This study uses molecular dynamics simulations to analyze diffusion coefficients and critical temperature in a NiZr glassforming system, applying mode-coupling theory to interpret the temperature dependence of atomic diffusion.

Contribution

It provides the first detailed MD simulation analysis of diffusion and critical temperature in NiZr, using first-principles-based potentials and mode-coupling theory.

Findings

Critical temperature Tc ~ 950 K identified.

Diffusion coefficients follow a power-law near Tc.

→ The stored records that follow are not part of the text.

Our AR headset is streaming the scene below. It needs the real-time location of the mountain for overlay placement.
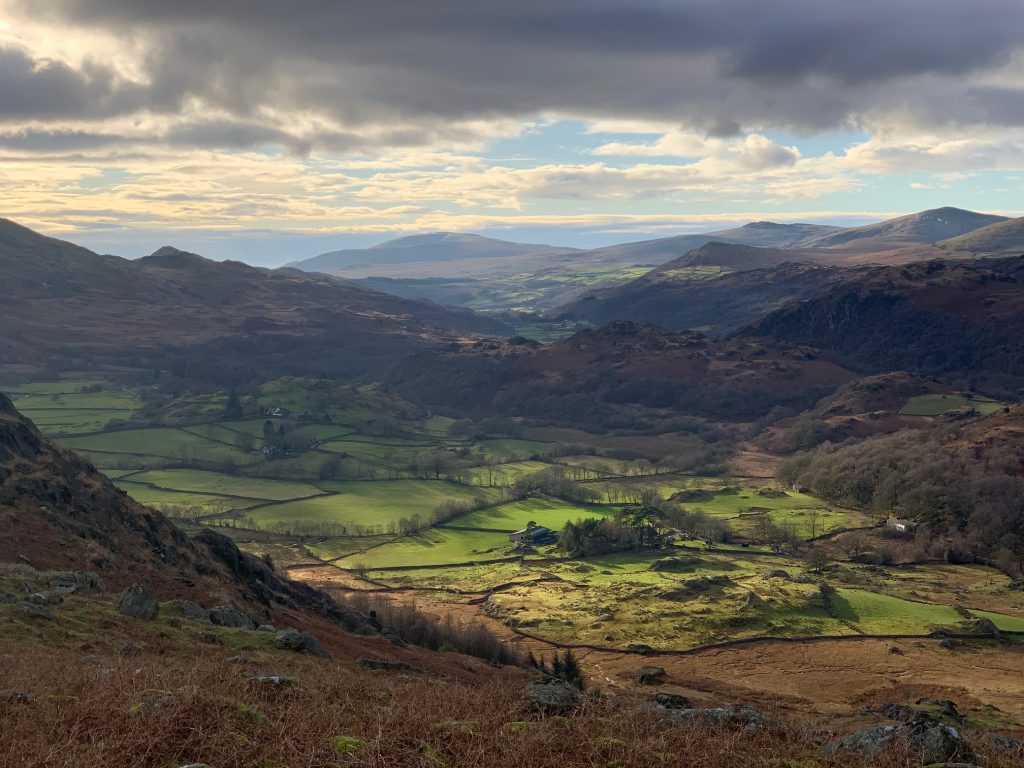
[0,220,509,377]
[0,394,370,629]
[799,208,1006,251]
[557,262,848,336]
[561,221,840,266]
[737,256,1024,396]
[288,232,575,273]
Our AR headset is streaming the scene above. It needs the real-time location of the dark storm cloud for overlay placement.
[6,0,1024,151]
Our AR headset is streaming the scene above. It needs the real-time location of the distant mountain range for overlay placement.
[0,220,511,380]
[290,208,1024,317]
[287,232,577,272]
[555,208,1024,333]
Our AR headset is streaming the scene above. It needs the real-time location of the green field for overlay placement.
[900,394,1005,416]
[115,480,265,515]
[338,528,513,568]
[62,427,254,464]
[119,469,324,501]
[232,480,501,527]
[462,461,550,486]
[445,499,621,531]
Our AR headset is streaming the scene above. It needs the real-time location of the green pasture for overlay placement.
[445,499,621,531]
[338,528,512,568]
[233,480,500,527]
[114,480,265,514]
[460,461,550,485]
[900,394,1005,416]
[63,427,253,464]
[124,469,324,501]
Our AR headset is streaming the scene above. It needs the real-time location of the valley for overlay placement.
[6,370,1024,667]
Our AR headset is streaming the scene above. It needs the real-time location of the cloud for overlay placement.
[0,0,1024,145]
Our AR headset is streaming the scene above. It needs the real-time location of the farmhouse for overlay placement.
[509,525,558,544]
[886,517,918,534]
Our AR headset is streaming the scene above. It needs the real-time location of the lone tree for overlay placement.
[224,387,243,419]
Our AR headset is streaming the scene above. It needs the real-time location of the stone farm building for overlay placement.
[509,525,558,544]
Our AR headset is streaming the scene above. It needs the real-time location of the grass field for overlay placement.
[121,469,324,501]
[115,480,265,515]
[900,394,1005,416]
[62,427,254,464]
[445,499,621,531]
[463,461,550,485]
[338,528,512,568]
[232,480,501,527]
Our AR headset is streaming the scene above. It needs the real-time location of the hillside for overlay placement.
[557,262,848,335]
[800,207,1006,251]
[0,221,508,378]
[0,394,370,630]
[288,232,575,272]
[394,322,855,432]
[737,257,1024,395]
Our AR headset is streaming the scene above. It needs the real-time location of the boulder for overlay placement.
[522,677,583,715]
[981,733,1024,758]
[207,605,259,630]
[825,716,974,765]
[636,665,665,685]
[167,598,210,622]
[273,628,330,658]
[671,705,775,731]
[29,592,63,605]
[14,602,56,622]
[654,691,693,710]
[355,657,412,671]
[118,582,160,621]
[48,570,103,595]
[825,725,897,760]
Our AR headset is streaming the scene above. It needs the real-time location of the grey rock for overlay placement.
[193,632,224,645]
[167,598,210,622]
[523,677,583,715]
[14,602,56,622]
[118,583,160,621]
[825,719,974,765]
[252,672,299,688]
[48,570,103,595]
[908,724,974,765]
[672,705,775,731]
[29,592,63,605]
[635,665,665,685]
[981,733,1024,757]
[825,725,898,760]
[208,605,258,630]
[273,628,330,658]
[0,690,33,705]
[355,657,413,671]
[654,692,693,710]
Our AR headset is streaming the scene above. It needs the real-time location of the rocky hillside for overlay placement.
[0,394,367,629]
[558,262,849,336]
[0,221,508,378]
[737,257,1024,396]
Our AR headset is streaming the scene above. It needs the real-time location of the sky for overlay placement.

Different gamma exponents for Ni and Zr atoms.

Abstract

The diffusion coefficients of Ni DNi and Zr DZr, and also the critical temperature Tc of the system, as results of data analysis from Molecular Dynamics (MD) Simulation, are presented. An NpT-Ensemble of 648 atoms is simulated in a Box with L ~ 26,2 Angstrom by using Stillinger-Weber potential model with adopting paramaters for NiZr-System that based on results of first-principle electron teori from Hausleitner and Hafner. The present simulations are carried out by numerically integrating the Newtonian equation of atoms, and for integrating a fifth order predictor- corrector algorithm is used with time step dt = 2.5 10-15 s. Then diffusion coefficients and a critical temperature Tc are analyzed qualitatively on the basis of mode- coupling theory (MCT) for glass transition (GT). One of MCT-predictions is that temperature dependence of Diffusion coefficients follows a power-law with non- universal exponent parameter gamma, namely Di ~|T-Tc|^gamma From analysis results it is found that Tc ~ 950 K with gamma ~ 1.8 for Ni-atom and gamma ~ 2.0 for Zr-atom.